Plus jeune, Chan rêvait d'une carrière de hockeyeur. Les bons conseils de ses parents, Lewis et Karen, tous les deux nés à Hong Kong, l'ont plutôt amené au patinage artistique à l'âge de six ans.

"Le patinage artistique, c'est le choix de mes parents. Moi, je voulais jouer au hockey. Ils m'ont conseillé de commencer par le patinage artistique, ce qui me permettrait d'apprendre à bien patiner et d'être plus rapide que les autres. Après, il ne me resterait plus qu'à apprendre le maniement du bâton."

C'est également grâce à son père si Chan parle un très bon français.

"Mon père a vécu et fait ses études à Montréal.
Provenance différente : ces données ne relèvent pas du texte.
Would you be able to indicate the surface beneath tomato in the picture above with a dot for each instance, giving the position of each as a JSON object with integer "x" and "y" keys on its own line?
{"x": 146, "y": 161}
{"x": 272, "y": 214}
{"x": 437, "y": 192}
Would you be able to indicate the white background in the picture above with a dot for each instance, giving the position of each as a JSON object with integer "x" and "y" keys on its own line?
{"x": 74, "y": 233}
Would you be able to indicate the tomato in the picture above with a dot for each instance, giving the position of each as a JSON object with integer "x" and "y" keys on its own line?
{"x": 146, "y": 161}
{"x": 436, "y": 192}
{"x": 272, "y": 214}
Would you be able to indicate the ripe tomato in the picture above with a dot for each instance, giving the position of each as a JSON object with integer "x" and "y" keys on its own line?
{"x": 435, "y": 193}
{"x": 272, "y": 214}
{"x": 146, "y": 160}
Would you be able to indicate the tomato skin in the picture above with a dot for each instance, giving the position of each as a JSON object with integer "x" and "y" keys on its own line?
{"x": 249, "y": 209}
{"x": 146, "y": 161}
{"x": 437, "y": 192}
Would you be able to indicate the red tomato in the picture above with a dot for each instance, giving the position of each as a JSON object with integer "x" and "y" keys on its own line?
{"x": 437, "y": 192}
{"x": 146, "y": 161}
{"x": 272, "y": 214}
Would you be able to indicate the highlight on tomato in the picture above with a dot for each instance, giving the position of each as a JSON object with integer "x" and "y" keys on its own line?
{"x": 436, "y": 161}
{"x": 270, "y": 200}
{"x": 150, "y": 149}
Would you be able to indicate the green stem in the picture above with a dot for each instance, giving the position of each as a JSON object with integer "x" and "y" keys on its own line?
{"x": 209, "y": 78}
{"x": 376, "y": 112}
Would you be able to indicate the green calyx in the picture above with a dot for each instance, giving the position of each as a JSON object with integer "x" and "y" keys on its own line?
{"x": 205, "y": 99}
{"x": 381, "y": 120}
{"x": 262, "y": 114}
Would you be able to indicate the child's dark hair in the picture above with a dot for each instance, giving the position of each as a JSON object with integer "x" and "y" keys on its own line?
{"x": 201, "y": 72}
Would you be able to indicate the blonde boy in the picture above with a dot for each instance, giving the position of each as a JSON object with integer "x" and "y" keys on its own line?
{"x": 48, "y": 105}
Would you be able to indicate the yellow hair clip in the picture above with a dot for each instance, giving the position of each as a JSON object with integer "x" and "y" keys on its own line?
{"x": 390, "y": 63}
Avec ma mère, qui ne parle pas français, ils ont décidé qu'il serait avantageux pour moi de faire mes études en français -- à l'école Etienne-Brûlé à Toronto", explique Chan, qui parle également un peu le Chinois cantonais.

Même s'il a son propre style, Chan voue admiration et respect au Russe Alexei Yagudin et au Canadien Kurt Browning, à qui on le compare d'ailleurs souvent.

"J'apprécie beaucoup la gentillesse de Kurt. Je partage mes émotions avec lui", note Chan, en parlant de celui avec qui il s'est lié d'amitié pendant les années où ils s'entraînaient ensemble au Granite club de Toronto.